The gain in range (from presentation deck) probably speaks to energy density gains (both by weigh and volume). So density speaks to optimizing the capacity of the MegaPack. Maybe this is 40% (54% minus 14% cell vehicle integration.) Density gains likely translate into transport and installation cost efficiencies.

 

[TheTalkingMule]

There's gonna be a major switch flipped this year and next when we can get enough new cheaper cells for megapacks utilizing autobidder.

Just thinking this weekend about the 180MW grid in the USVI and far larger grid in Puerto Rico. They pay $.48 and $.21 per Watt at retail. Imagine the drop-in storage product Tesla could offer to backup moderate sized solar farms, offshore wind, and balance load/frequency. All their blackouts and frequency problems gone, electric bills cut by 1/3.
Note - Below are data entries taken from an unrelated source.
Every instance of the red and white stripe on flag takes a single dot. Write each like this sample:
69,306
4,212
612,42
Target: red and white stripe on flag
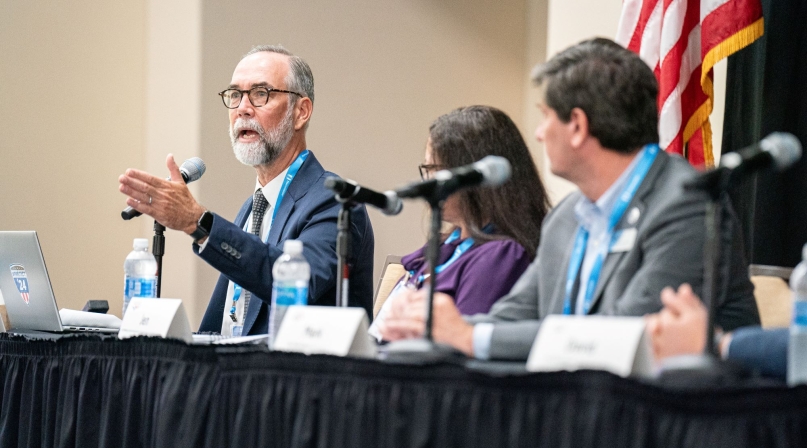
681,40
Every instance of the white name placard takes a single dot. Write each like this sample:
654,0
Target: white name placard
325,330
614,344
165,318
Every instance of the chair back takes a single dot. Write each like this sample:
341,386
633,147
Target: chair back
393,270
772,294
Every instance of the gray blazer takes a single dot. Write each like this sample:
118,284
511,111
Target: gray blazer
668,251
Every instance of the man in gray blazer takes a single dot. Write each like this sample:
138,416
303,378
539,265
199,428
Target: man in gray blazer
610,248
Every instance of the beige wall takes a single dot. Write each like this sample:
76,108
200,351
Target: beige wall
71,120
384,71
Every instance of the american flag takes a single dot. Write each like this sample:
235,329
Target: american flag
681,40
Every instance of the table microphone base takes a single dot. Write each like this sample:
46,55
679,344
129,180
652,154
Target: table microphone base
696,371
419,351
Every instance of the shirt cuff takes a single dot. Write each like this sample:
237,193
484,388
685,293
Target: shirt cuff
483,333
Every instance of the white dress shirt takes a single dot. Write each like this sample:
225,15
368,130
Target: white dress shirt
270,192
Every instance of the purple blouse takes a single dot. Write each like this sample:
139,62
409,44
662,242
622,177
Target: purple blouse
478,278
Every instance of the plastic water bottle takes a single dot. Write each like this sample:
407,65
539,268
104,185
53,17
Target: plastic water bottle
797,346
291,274
140,273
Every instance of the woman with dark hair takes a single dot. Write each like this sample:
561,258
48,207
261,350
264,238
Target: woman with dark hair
495,230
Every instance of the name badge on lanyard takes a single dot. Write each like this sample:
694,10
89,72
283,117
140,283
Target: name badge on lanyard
648,155
237,289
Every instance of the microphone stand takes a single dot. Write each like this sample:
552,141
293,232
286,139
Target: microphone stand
158,250
708,369
343,252
424,350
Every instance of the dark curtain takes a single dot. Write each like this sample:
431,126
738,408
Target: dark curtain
766,92
83,392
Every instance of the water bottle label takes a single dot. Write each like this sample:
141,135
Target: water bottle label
800,312
140,287
290,295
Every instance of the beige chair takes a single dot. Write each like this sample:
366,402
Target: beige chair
392,271
772,293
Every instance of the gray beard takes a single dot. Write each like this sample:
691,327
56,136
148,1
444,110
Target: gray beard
270,143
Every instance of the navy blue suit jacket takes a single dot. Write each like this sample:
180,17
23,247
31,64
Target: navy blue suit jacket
308,212
762,350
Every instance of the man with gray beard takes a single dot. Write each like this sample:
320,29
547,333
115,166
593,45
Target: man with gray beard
270,101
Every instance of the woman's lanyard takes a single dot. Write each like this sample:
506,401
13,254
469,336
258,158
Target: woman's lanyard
237,289
461,249
625,197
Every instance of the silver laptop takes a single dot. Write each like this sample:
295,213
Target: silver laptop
26,287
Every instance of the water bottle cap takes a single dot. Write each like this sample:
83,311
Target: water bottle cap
293,247
140,243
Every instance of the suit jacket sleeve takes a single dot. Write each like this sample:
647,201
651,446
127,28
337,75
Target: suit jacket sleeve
762,350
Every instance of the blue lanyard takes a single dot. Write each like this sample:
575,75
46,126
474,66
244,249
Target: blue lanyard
237,289
461,249
637,176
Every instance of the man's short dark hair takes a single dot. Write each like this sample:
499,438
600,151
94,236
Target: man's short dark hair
612,85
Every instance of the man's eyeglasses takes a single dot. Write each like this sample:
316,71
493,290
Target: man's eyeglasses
258,96
426,170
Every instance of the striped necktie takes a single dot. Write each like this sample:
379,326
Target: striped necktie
259,205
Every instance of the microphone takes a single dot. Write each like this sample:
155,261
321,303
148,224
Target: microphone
781,149
490,171
347,190
191,170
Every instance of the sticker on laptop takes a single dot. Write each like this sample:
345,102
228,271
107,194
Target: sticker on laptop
21,280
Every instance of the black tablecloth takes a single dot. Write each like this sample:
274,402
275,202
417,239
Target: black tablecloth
88,392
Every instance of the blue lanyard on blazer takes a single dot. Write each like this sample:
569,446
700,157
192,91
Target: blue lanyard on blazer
237,289
637,176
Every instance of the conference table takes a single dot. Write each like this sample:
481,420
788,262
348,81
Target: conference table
91,391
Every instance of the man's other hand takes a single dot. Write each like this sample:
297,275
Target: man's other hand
167,201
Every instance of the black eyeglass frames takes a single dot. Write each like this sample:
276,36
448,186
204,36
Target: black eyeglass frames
258,96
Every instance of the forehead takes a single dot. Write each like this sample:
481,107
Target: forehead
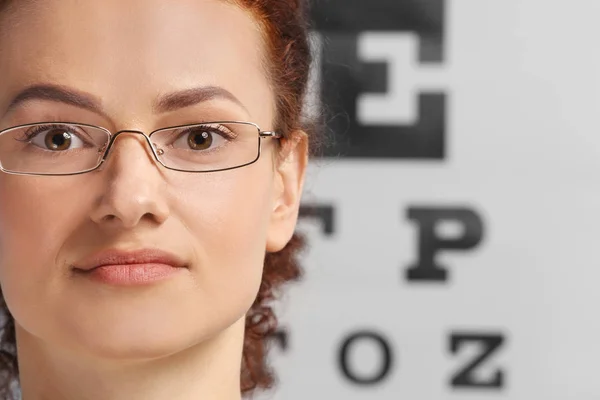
129,52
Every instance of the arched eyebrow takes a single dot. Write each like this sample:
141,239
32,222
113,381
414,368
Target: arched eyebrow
189,97
165,103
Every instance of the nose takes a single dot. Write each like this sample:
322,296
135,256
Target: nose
134,189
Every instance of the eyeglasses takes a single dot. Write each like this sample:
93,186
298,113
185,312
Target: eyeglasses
64,148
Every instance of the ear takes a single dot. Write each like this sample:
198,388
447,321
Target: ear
290,171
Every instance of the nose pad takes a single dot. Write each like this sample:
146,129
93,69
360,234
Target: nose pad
154,151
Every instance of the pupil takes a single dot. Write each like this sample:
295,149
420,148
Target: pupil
200,140
58,140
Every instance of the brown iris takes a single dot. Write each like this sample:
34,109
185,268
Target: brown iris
200,140
57,139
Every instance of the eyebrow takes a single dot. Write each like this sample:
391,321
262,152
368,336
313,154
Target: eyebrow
166,103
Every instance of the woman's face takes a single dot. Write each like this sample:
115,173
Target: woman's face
124,57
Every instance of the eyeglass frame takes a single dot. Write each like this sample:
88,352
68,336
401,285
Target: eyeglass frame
113,136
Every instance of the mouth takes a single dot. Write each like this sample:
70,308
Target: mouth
130,268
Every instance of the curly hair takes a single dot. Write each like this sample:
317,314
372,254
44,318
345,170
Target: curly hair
284,25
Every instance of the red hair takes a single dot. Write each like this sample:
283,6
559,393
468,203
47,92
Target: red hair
284,26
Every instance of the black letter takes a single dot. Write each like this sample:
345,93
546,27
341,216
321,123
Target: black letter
466,376
429,243
365,336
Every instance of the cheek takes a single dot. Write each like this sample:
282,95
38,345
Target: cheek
227,220
36,220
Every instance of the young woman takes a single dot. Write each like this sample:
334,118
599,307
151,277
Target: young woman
153,158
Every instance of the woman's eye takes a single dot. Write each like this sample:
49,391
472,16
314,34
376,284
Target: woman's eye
199,139
57,139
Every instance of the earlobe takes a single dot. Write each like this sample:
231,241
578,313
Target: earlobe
290,175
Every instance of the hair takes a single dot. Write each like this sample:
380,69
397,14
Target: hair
284,25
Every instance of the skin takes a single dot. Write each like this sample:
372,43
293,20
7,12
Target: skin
181,338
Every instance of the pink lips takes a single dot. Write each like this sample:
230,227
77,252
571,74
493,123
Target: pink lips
130,268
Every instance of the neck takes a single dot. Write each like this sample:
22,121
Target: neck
208,370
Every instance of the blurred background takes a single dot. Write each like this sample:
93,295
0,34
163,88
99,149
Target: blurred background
454,220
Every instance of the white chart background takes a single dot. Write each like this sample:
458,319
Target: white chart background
523,150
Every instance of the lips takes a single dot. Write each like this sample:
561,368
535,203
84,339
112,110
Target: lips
115,257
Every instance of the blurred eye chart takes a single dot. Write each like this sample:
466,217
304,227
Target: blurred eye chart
454,220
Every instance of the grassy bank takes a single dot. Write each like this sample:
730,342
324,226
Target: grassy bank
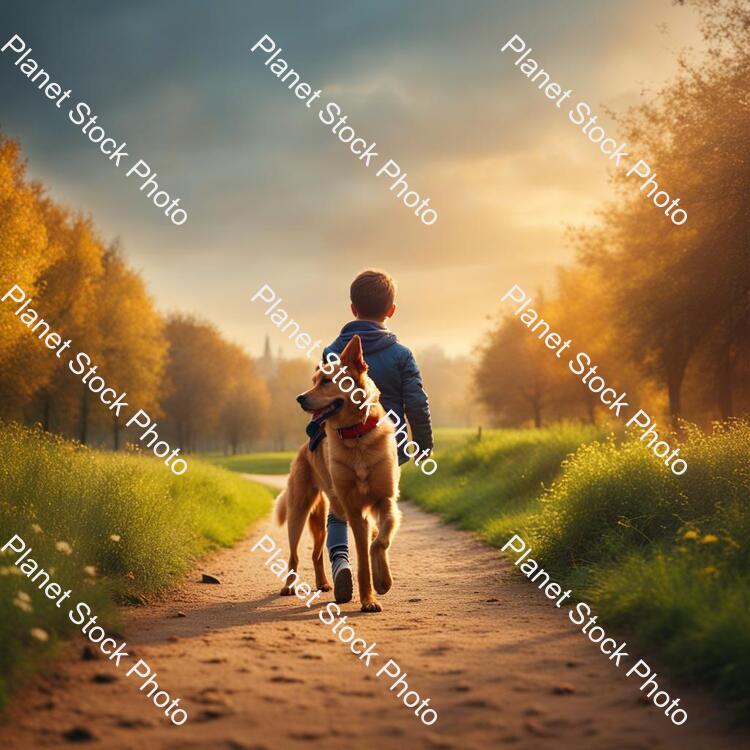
111,527
276,462
664,555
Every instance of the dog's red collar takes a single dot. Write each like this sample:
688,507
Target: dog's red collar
360,429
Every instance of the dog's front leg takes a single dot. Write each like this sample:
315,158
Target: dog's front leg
361,530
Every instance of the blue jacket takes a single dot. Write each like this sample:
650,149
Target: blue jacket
393,368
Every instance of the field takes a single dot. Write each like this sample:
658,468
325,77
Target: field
111,527
278,462
255,463
665,556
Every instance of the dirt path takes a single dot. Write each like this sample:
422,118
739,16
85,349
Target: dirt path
502,666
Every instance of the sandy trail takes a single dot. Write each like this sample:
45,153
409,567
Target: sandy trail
500,664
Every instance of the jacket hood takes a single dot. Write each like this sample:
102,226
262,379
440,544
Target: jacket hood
375,336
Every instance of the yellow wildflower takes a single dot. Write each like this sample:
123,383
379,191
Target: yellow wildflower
64,547
40,634
22,605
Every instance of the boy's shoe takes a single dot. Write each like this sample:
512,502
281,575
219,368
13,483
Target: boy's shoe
342,584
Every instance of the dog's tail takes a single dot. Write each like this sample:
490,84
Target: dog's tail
280,509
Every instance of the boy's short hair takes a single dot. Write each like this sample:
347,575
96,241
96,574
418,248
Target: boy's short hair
372,293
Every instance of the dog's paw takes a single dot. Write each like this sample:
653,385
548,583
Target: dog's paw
381,574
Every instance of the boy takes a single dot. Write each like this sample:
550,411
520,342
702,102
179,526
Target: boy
393,368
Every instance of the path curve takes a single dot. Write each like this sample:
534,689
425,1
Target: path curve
502,667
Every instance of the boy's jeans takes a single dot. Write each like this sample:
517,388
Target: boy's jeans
338,541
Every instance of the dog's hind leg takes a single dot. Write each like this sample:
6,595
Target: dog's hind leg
361,530
388,517
317,522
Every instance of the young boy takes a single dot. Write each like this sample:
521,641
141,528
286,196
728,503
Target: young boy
393,368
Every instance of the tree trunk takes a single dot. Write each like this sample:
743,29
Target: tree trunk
84,417
674,388
46,411
725,382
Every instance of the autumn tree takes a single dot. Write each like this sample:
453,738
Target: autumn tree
24,255
134,347
287,421
244,414
517,377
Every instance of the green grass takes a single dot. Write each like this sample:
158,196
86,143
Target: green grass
487,485
666,556
255,463
139,526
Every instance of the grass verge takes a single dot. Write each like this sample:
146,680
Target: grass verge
110,527
256,463
667,556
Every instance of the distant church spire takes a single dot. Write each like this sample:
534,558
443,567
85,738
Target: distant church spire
266,364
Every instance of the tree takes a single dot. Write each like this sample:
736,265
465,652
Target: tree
134,346
287,421
24,255
245,411
517,375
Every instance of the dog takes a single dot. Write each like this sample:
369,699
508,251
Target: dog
354,469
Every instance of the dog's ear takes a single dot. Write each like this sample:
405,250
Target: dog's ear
352,355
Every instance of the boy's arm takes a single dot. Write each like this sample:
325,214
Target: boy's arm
416,404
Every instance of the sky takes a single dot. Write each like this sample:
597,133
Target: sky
275,198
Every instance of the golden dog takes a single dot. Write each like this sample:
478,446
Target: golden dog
357,475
Gonna bump my USVI energy thread to brainstorm these solutions and try to put a number on savings.

A lot of chatter out there of Jigar Shah becoming Energy Secretary. He's the kind of person who would act lightning fast on "shovel ready" energy projects like that..

 

[Off Shore]

Gonna bump my USVI energy thread

Pointer please.

 

[TheTalkingMule]

US Virgin Islands thread

 

[EinSV]

I suspect that nearly all the gains apply. One exception is cell vehicle integration. However life cycle gains are a big advantage of stationary over private vehicle applications. So to be somewhat conservative we may want to back out the gains from cell vehicle integration. Thus, the $/MWh is potentially reduced 49% (56% total minus 7% cell vehicle. Perhaps more importantly for production ramp up, the capex per GWh is potentially reduced 61% (69% total minus 8% cell vehicle).

Now after having backed out cell vehicle integration, we can certainly respect that the MegaPack housing likely represents a substantial reduction in pack costs over the PowerPack. It's possible that the large cells may require less internal supports. The outer housing is driven by the surface area of the pack in ratio to the volume (and hence MWh capacity) of the battery. So the scale of of MegaPack is really important for reducing the amount of housing per MWh. Additionally, installation costs can be driven down by doing more of wiring and integration with inverter in the factory. The MegaPack size is probably optimized for transport and onsite installation.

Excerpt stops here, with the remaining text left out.